Following the Project’s 1975 debut album Tales of Mystery and Imagination, I Robot upped the ante in its dense progressive rock meets sci-fi format. As The All Music Guide wrote: “Borrowing not just its title but concept from Isaac Asimov’s classic sci-fi Robot trilogy, this album explores many of the philosophies regarding artificial intelligence … with enough knotty intelligence to make it a seminal text of late-’70s geeks, and while it is also true that appreciating I Robot does require a love of either sci-fi or art rock, it is also true that sci-fi art rock never came any better than this.”

Although they would go on to even greater fame with the more accessible The Turn of a Friendly Card in 1980 and Eye in the Sky in 1982, I Robot stands as the band’s most ambitious statement.

“I think it holds up nicely,” says Parsons. “We’ve played it a number of times this year, and it really works as a live piece of music. Some of it is challenging, like [the instrumental] “Nucleus,” which is quite difficult to play. We had to do some tweaking and use some effects and sequencing from the original tapes, but it feels really good to play live.”

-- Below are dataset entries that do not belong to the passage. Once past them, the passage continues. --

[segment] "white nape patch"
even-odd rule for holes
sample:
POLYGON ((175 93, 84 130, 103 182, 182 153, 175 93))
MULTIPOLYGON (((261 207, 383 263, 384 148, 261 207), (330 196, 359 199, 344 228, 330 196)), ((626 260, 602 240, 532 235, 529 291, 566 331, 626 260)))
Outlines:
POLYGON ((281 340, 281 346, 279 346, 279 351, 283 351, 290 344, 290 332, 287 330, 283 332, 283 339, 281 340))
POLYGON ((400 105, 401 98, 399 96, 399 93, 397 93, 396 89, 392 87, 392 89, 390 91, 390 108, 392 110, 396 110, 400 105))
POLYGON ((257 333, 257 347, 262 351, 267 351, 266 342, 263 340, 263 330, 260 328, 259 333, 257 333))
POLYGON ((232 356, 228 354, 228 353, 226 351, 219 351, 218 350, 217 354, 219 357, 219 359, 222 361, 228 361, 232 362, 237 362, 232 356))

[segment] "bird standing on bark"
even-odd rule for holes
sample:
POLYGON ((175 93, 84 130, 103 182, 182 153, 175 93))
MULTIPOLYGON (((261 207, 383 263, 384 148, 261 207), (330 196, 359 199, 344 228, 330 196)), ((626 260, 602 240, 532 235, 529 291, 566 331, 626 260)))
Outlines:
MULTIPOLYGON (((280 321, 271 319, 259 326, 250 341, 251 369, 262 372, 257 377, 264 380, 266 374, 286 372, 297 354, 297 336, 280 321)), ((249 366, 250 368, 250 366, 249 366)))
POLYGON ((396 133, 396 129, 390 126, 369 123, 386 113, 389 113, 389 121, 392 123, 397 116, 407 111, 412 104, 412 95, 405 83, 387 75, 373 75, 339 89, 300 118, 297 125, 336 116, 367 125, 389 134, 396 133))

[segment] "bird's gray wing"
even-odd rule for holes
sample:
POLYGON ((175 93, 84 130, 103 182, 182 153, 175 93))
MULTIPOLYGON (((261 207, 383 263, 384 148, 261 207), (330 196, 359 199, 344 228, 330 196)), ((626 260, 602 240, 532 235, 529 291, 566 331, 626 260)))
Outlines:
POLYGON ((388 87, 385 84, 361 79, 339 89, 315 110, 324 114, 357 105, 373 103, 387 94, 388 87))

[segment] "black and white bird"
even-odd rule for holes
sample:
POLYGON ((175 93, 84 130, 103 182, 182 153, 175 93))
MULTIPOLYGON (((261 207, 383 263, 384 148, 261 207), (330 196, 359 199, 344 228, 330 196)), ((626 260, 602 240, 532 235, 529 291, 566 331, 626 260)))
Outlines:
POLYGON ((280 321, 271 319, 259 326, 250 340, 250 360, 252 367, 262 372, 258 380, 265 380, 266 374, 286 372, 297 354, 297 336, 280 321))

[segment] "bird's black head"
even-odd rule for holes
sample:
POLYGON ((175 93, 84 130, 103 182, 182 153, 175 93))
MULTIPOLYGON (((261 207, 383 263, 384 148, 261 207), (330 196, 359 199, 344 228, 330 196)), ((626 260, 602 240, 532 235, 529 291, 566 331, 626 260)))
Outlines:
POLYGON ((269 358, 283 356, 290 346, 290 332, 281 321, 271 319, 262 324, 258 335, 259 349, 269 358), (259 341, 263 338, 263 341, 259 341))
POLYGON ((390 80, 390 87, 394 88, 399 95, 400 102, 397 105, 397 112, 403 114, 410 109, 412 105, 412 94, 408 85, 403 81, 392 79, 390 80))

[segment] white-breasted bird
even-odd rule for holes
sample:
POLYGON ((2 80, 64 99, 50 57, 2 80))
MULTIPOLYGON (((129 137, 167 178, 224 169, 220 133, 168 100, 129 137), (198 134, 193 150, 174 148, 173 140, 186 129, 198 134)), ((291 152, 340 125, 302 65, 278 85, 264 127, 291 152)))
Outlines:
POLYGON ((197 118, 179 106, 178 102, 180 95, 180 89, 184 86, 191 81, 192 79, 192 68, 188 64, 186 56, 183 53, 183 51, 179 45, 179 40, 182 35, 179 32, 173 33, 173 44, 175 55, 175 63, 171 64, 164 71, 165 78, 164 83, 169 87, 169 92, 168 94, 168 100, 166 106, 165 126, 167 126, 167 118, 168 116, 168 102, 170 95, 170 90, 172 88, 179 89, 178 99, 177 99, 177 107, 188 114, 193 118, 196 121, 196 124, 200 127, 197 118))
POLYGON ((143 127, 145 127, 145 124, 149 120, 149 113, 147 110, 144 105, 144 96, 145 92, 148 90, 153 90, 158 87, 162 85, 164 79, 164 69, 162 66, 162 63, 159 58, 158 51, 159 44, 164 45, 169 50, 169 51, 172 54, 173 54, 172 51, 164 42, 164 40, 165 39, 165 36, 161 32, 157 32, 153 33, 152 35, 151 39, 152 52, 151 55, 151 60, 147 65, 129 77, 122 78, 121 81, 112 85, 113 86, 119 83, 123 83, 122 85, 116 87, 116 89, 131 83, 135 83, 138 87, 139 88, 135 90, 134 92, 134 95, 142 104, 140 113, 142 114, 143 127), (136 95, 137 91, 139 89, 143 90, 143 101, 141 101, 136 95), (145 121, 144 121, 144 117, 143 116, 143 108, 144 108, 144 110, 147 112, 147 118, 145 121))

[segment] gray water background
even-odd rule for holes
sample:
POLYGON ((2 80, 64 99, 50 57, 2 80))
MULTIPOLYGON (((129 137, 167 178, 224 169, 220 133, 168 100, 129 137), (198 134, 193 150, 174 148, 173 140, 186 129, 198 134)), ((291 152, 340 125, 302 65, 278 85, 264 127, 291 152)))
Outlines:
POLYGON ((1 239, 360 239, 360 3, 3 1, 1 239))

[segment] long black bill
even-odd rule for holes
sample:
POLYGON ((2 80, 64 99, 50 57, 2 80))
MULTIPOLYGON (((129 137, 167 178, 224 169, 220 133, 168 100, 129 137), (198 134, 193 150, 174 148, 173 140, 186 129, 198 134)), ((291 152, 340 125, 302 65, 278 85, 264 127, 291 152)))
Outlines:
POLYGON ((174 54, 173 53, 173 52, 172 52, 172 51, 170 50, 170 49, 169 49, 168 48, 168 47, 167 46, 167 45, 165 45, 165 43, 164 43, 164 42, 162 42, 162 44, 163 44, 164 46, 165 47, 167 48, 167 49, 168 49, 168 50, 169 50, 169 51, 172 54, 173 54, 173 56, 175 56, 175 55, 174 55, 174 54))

Rather than trying to exactly replicate the sounds and style, Parsons says that he’s attempted to modernize things a little.



“If we played it exactly in the same style it was back then, it might sound dated. Remember, it was the disco era. But I don’t think it comes across anymore as having that disco feel,” he explains.

Ironically, even though Parsons is focusing on performing I Robot, a deluxe 35th anniversary edition of Eye in the Sky is being released right around the time of his Israel performances. It includes the original remastered “hi-def stereo mix of the original analog master tapes,” some bonus material, four sides of vinyl at 45 rpm, “which represents fantastic quality for audiophiles” and a “surround mix.”

“We’ll be doing some tunes from Eye in the Sky in Israel,” says Parsons, adding with a chuckle, “If we didn’t play that title song [the band’s biggest hit], people would ask for their money back.”

Conceived as a free-flowing pool of musicians and singers, depending on the song and the mood, the Alan Parsons Project was a full-on studio creation, where Parsons and his songwriting and recording partner Eric Woolfson could experiment and overdub to their hearts’ content.

Much like The Beatles in their later years, Parsons and Woolfson were loath to attempt to replicate the complex instrumentation they were using in the studio in a live setting. So amid their massive success and popularity in the 1970s and ‘80s until their parting of ways in 1987, they never performed live, a decision that Parsons now has some regrets about.

“I think if we had decided to put a show on the road with those early albums, we could have been immense,” he says. “But we didn’t under the definition that we were a recording unit. When I did start to tour in the 1990s playing that music, I thought that it was so crazy that we didn’t do this before. We created a good sound, everything worked in the live setting and adapted very well to the concert stage. I regret we didn’t do it earlier.”

The 69-year-old Parsons performed in Israel in 2010 and 2015, both times incurring the wrath of his former close friend and Pink Floyd studio colleague Roger Waters, who engaged in a public campaign against Parsons in an effort to shame him into canceling his performances in Israel. Although Waters has been quiet about this year’s shows, Parsons insists that it wouldn’t matter what the outspoken proponent of boycotting Israel said.

“We had a little bit of conflict going on over the Internet. Roger appealed very strongly to me to decline my invitation to come to Israel, and I declined his request,” says Parsons. “I’m a great believer that music and politics shouldn’t mix.”

Alan Parsons and his band will perform on November 9 at the Congress Center in Haifa and November 11 at the Menora Mivtahim Arena in Tel Aviv.